Child’s pose or in Sanskrit name Balasana encourages you to relax, restore, and melt by you, allowing you to cool down from the summer heat.
Process of doing child’s pose:
Kneel on the floor and sit on your heels touching your big toes, then separate your knees wide as your hips. Eventually, lay your hands on the floor and bring your shoulders towards the floor. Exhale while you sit between your thighs. Lengthen tailbone away from the back of the pelvis by lifting the head’s base away from the end of your neck. Hold this pose for 30 seconds or 1 minute and come to the normal place by slowly inhaling the air.
Child’s pose has different benefits other than cooling you down like it stretches the hips, thighs, and ankles; calms the brain by relieving stress and fatigue; normalizes back and neck pain.
Tree pose encourages balance, both mentally and physically, while helping you divert your mind in the direction of calmness and focus when it feels like you can sense every bead of sweat dripping down your body.
Supine Spinal Twist
Supine spinal twist is a reclined pose that helps calm the mind, especially when your brain gets filled with thoughts of refreshing going for a trip to a cold station, chilled ice-creams, or relaxing in the swimming pools.

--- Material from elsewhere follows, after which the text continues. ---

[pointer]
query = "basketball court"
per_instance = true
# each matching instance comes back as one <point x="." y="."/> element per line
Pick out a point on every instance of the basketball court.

Sit down and lie down on your back, bend your knees with knees pointed up towards the ceiling. Then, lift your hips and move them towards your right. While you exhale and draw your right knee towards your chest, extend the left leg on the floor in a flat position and inhale while holding the position. Crossing your right knee, exhale on the left side of your body. Now, open up your right hand in line with your shoulders and rest your left hand in a T shape. Turn the head to the right side and hold the pose for five to ten breaths.
This yoga is an effective breathing technique because it activates the subtle channel by focusing on breathing only through the left nostril. Single-nostril breathing helps you reconnect you with the center of the earth; this pose is a process that helps in the body’s cooling channel, soothes, and grounds.
Sit in a comfortable position while you breathe out with your left nostril and inhale air through your right nose. Repeat the pose by closing the right and exhale through the left nostril. Continue in this manner by inhaling through the right nozzle and exhaling left for 1 to 3 minutes.
This pose stretches the abdominal muscles and creates space in the intercostals (muscles between the ribs), hence alleviating respiratory issues and bringing calming oxygen into the system.
Benefits of Fish Pose
Help to mobilize and strengthen the upper back and neck; it enhances the quadriceps; opens the shoulders in extension; stretches the chest.
Not only limited to these but, there is a lot of yoga poses that are helpful to cool down your body temperature like the half split, downward-facing dog pose.